That fork would be "downstream" from the original, taking all of its features, and the original TW can "pull" anything Jeremy deems worthy. The downstream maintainer should be a trusted and longtime member of the community, of course.

There is much precedence for this kind of relationship in the open source community. There are already some examples in TW with NoteSelf and Maarfapad. I want a more centralized, community focused edition of TW, similar to the early relationship with Debian Linux and Ubuntu Linux, CentOS and Redhat, etc.
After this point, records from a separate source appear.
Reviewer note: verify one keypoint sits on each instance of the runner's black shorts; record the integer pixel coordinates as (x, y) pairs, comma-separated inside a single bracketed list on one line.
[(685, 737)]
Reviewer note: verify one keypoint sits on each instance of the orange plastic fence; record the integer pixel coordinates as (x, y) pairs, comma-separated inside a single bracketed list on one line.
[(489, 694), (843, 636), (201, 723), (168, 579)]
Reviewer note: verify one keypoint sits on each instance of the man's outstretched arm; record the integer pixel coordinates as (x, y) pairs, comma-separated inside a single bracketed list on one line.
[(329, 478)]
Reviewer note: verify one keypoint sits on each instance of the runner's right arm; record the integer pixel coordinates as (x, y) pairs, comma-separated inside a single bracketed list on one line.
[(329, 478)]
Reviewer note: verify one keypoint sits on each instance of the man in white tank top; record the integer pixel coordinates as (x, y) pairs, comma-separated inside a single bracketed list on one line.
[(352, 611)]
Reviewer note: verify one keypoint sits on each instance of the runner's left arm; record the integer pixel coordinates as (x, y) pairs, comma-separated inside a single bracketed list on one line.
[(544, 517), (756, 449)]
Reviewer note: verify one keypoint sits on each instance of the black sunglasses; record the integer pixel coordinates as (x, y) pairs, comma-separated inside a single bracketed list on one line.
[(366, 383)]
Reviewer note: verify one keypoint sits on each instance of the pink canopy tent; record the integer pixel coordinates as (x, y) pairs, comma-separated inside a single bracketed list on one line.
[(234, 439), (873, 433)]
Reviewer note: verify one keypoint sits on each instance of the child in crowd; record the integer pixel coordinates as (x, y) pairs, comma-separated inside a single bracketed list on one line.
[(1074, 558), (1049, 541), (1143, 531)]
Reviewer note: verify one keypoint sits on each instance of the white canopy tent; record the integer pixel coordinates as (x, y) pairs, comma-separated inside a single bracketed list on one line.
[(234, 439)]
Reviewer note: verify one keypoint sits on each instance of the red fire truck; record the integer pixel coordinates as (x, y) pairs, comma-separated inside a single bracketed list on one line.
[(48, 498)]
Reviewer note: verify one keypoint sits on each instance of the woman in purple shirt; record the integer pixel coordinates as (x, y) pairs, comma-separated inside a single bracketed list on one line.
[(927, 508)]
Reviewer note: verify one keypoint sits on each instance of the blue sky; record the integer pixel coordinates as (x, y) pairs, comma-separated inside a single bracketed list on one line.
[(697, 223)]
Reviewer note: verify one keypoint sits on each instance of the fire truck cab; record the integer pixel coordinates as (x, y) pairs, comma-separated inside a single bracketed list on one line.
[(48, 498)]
I'd like to see a public, current, and community driven roadmap and feature list, and a responsive set of core developers that have direct access to accept pull requests, etc. As Ive stated before, I want to see TW infrastructure be able to support a "Google Summer of Code" developer/team, or even a "Senior Project" team of software developer students at a university.

Something I'd like to see on the roadmap: plugin update notifications. As the core is always kept small and lean, plugins are a central part of the TW ecosystem, but currently we have to go to to google groups, search, find one as an attachment or a link to tiddlyspot (sidtenote: pray tiddlyspot never goes down as much excellent work is there!), hope it works, drag it over. Some day you have to remember to go back and check the source to see if theres been an update, etc.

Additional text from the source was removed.